# SJSU American Community Survey 2015 Microdata & Aggregate Excelsheet

Download the Large ACS Excel file. The “household” worksheet contains data on all households surveyed by the ACS in PUMA 0608511 in 2015. Find the variables SERIALNO, VEH and HINCP in the household worksheet, and copy and paste them next to each other in a new worksheet. The variable SERIALNO should be in column A of the new worksheet (this is a unique code identifying individual households that were surveyed), followed by VEH and HINCP. Finally, sort the data from smallest to largest, by HINCP. (Consult the Data Dictionary and do a CNTL+F search for the variable names to find out precisely what these variables measure.)

- What is the average value of VEH for households with HINCP<50,001? (Hint: use the
*=AVERAGE(*syntax in Excel) - What is the average value of VEH for households with HINCP>50,000?
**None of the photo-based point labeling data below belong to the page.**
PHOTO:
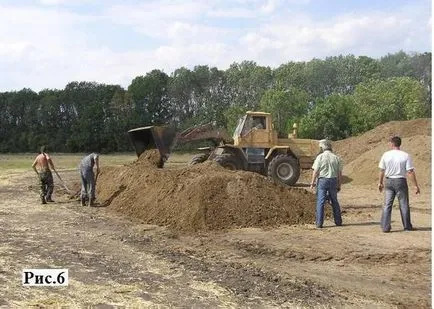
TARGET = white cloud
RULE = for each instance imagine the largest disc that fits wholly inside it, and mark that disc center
(49, 46)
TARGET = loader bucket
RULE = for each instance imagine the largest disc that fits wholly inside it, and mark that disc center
(153, 137)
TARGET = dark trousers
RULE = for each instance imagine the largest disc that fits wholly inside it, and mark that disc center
(327, 186)
(395, 187)
(47, 185)
(87, 184)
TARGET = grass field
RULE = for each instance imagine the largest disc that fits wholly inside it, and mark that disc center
(68, 161)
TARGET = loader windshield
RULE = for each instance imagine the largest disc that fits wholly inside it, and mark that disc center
(239, 127)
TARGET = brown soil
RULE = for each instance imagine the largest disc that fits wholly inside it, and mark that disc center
(117, 262)
(361, 154)
(202, 197)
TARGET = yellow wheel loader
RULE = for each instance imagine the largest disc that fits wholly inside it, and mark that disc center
(255, 147)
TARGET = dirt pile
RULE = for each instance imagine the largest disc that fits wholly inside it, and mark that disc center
(361, 154)
(202, 197)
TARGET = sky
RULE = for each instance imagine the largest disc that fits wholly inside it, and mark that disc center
(45, 44)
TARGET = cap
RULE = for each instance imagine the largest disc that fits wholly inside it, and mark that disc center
(325, 144)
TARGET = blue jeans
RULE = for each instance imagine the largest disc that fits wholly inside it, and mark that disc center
(399, 188)
(324, 186)
(87, 184)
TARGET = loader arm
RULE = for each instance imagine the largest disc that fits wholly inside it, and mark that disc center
(205, 132)
(164, 138)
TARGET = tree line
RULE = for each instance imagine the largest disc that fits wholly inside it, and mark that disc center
(336, 97)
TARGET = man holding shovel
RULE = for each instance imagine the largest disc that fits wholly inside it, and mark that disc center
(43, 166)
(88, 178)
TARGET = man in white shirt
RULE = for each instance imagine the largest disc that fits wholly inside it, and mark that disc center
(88, 179)
(327, 177)
(395, 165)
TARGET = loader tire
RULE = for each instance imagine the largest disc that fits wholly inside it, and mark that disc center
(228, 161)
(284, 169)
(198, 158)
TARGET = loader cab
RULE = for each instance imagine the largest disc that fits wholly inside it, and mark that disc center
(254, 130)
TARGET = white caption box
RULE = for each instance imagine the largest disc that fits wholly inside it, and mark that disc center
(45, 277)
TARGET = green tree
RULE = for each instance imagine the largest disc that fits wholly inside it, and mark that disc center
(380, 101)
(331, 118)
(286, 107)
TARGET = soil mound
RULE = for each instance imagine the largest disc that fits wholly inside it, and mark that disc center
(361, 154)
(202, 197)
(351, 148)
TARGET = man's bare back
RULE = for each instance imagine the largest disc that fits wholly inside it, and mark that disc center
(42, 163)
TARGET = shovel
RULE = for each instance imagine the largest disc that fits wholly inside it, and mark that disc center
(64, 184)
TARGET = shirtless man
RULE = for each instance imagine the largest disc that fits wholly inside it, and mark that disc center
(42, 166)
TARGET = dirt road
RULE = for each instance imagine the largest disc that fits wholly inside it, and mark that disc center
(114, 262)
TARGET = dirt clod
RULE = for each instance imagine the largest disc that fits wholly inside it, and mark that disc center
(203, 197)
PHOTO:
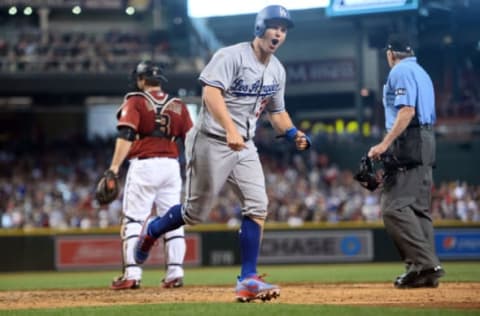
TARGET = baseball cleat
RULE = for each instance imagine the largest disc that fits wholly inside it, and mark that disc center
(120, 283)
(255, 288)
(174, 283)
(142, 248)
(427, 278)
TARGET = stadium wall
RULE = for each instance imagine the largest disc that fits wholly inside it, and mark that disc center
(216, 245)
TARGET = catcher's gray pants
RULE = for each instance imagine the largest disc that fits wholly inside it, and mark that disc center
(210, 164)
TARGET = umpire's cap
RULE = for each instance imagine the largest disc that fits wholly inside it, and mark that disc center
(148, 70)
(399, 43)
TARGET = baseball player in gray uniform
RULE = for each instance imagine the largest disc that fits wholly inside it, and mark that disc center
(239, 83)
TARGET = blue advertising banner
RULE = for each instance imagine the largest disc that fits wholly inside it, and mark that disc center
(457, 244)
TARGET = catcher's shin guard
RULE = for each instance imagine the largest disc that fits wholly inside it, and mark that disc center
(175, 249)
(130, 232)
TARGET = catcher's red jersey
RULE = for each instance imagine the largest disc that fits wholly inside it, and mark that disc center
(158, 120)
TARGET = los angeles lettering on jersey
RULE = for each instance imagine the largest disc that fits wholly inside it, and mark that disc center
(239, 88)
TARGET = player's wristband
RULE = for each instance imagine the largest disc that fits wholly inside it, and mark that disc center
(291, 133)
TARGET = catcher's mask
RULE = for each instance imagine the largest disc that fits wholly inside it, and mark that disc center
(366, 174)
(147, 70)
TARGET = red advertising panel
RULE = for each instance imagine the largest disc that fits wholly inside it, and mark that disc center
(72, 252)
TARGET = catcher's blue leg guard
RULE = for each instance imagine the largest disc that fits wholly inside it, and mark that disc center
(159, 226)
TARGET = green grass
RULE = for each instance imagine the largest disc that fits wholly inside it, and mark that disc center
(237, 309)
(324, 273)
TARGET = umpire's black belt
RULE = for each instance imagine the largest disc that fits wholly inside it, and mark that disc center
(218, 137)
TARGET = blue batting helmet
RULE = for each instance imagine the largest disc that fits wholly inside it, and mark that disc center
(269, 13)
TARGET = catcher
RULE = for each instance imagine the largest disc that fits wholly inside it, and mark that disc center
(149, 123)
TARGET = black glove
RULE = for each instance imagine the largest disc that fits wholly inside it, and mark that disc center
(366, 175)
(107, 188)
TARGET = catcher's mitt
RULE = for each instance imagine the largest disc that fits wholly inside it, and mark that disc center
(107, 187)
(366, 174)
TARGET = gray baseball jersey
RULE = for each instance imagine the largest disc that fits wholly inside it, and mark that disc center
(250, 87)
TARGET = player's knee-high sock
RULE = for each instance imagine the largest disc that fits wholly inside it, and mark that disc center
(171, 220)
(250, 233)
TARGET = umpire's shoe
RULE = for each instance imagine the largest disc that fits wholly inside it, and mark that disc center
(427, 278)
(120, 283)
(142, 248)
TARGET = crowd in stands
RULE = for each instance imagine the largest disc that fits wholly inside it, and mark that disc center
(76, 51)
(53, 186)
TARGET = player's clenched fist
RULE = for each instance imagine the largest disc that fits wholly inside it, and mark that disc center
(235, 141)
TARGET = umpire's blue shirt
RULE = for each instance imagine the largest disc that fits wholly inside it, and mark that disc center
(408, 84)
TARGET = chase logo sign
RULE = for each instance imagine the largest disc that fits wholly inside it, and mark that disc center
(457, 244)
(316, 246)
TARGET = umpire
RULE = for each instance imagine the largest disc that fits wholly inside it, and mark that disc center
(408, 98)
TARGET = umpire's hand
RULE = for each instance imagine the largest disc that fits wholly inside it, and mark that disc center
(376, 151)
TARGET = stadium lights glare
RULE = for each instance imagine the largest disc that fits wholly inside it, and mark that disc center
(130, 10)
(28, 11)
(12, 10)
(76, 10)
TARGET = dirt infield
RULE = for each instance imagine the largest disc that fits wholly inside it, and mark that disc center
(447, 295)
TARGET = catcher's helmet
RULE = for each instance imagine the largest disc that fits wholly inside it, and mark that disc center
(148, 70)
(269, 13)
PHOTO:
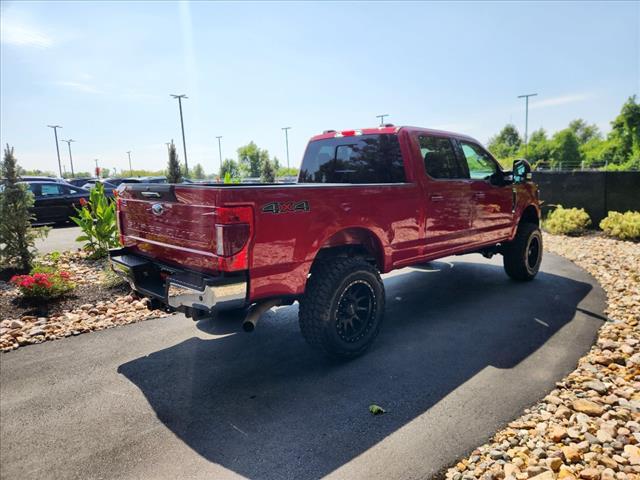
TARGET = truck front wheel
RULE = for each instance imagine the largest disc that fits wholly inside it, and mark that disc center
(523, 255)
(343, 306)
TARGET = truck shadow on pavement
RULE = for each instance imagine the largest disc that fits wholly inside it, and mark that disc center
(266, 406)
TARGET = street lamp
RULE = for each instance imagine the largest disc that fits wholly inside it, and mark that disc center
(526, 120)
(381, 117)
(286, 139)
(130, 169)
(70, 157)
(55, 133)
(220, 150)
(184, 144)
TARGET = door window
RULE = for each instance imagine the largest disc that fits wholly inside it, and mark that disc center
(440, 159)
(481, 165)
(50, 189)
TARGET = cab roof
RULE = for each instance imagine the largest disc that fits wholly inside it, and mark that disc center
(388, 129)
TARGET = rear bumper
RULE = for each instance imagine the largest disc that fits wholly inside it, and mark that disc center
(179, 288)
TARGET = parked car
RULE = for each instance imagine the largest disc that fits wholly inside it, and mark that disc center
(109, 188)
(54, 201)
(366, 202)
(32, 178)
(117, 180)
(80, 181)
(153, 179)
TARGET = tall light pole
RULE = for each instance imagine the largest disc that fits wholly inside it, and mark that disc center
(220, 150)
(184, 144)
(381, 117)
(286, 139)
(70, 157)
(130, 169)
(526, 121)
(55, 133)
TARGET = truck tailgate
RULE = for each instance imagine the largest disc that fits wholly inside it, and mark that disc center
(180, 226)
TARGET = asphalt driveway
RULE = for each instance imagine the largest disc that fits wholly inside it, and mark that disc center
(463, 351)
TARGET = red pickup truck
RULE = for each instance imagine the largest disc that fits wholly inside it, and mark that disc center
(366, 202)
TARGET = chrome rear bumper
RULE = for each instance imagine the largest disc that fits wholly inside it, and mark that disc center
(179, 288)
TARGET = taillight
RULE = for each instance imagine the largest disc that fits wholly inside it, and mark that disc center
(233, 229)
(231, 238)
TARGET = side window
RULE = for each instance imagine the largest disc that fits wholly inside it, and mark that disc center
(440, 159)
(481, 165)
(353, 159)
(50, 189)
(34, 188)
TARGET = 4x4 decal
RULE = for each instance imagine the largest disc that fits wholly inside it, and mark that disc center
(286, 207)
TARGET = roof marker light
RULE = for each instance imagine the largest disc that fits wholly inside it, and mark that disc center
(349, 133)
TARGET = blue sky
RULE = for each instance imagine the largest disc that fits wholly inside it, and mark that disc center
(104, 71)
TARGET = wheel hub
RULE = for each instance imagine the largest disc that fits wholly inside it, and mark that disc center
(356, 311)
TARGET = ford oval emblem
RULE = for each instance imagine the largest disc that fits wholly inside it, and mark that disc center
(157, 209)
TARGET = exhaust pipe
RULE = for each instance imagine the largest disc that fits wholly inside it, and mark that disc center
(256, 311)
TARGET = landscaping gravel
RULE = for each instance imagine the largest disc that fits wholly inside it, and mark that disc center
(92, 306)
(589, 426)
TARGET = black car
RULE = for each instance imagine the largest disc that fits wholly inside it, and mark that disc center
(117, 181)
(108, 187)
(80, 181)
(54, 201)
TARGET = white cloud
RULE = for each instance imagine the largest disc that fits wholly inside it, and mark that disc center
(82, 87)
(561, 100)
(24, 36)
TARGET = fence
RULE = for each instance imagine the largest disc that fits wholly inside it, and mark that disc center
(596, 192)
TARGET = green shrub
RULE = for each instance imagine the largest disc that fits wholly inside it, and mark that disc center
(97, 220)
(567, 221)
(43, 286)
(17, 237)
(625, 226)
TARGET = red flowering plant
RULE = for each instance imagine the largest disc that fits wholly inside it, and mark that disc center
(43, 286)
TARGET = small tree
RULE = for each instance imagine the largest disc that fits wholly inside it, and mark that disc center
(229, 166)
(17, 237)
(198, 172)
(268, 172)
(174, 173)
(565, 150)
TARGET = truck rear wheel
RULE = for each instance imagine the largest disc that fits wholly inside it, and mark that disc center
(523, 255)
(343, 306)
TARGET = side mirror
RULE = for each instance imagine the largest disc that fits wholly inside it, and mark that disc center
(521, 171)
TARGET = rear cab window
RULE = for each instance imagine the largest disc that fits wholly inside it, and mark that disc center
(50, 189)
(440, 159)
(353, 159)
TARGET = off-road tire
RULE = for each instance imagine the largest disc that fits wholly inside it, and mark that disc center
(319, 315)
(523, 255)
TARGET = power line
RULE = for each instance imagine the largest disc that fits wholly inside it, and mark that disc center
(70, 157)
(220, 150)
(184, 144)
(526, 121)
(130, 169)
(286, 139)
(55, 133)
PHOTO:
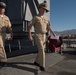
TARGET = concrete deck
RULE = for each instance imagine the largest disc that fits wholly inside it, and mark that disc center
(23, 65)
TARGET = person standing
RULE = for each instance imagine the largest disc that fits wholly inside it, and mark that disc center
(4, 23)
(41, 24)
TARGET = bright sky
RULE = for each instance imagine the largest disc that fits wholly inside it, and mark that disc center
(63, 14)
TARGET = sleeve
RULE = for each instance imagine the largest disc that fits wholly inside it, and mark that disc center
(32, 22)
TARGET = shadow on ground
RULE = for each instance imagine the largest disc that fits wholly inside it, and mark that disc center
(22, 67)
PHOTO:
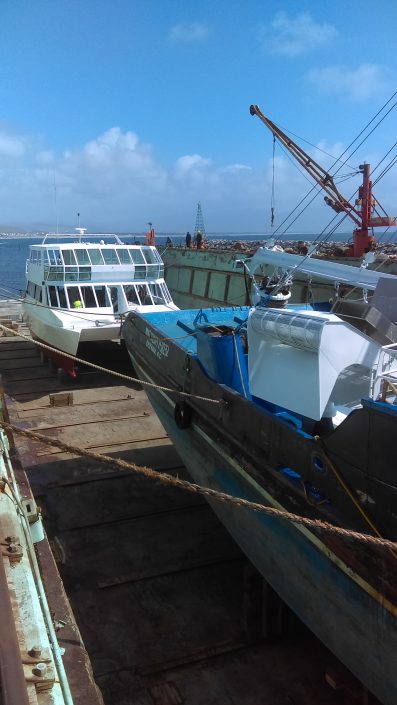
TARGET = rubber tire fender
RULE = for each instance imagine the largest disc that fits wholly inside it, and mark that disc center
(183, 414)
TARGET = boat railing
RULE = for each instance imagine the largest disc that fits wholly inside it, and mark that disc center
(384, 373)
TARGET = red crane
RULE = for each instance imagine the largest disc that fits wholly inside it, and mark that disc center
(361, 213)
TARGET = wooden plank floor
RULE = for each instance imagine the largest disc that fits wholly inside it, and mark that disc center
(157, 586)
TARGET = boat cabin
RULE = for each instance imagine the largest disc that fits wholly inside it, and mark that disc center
(94, 276)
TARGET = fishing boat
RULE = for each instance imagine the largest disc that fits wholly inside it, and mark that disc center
(80, 291)
(295, 409)
(212, 277)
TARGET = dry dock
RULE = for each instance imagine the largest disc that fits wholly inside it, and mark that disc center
(159, 601)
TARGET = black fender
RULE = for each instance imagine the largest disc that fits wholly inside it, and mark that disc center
(183, 414)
- What is the variance of VEH for households with HINCP<50,001? (Hint: use the
*=VAR.S(*syntax in Excel) - What is the variance of VEH for households with HINCP>50,000?
- How many households have HINCP>50,000?
- How many households have HINCP<50,001?
- How many houesholds have missing values for HINCP? Why are they missing? (Hint: see Data Dictionary).
- What is the difference in means? (I.e. the average number of vehicles in high income minus the average number of vehicles in low income households?) For this and all remaining questions, do not use any households who have missing values of HINCP and VEH; observations with missing values can be dropped for the purposes of this analysis.)
- What is the value of the standard error of the difference in means test? (Hint: use the formula in footnote 17 of
*Mastering Metrics*.) - What is the value of the test statistic, in a test of the null hypothesis that there is no difference in number of vehicles in low and high income households (where high income is defined as HINCP>50,000?
- Finally, select six observations from this data set, three from the low income group, and three from the high income group, and carry out the same difference in means test using this subsample. Pick the three observations at random; for example, sort by SERIALNO and use data from the first three observations in each group. How do your results compare with what you found in question 10? If your results differed, to what do you attribute the difference?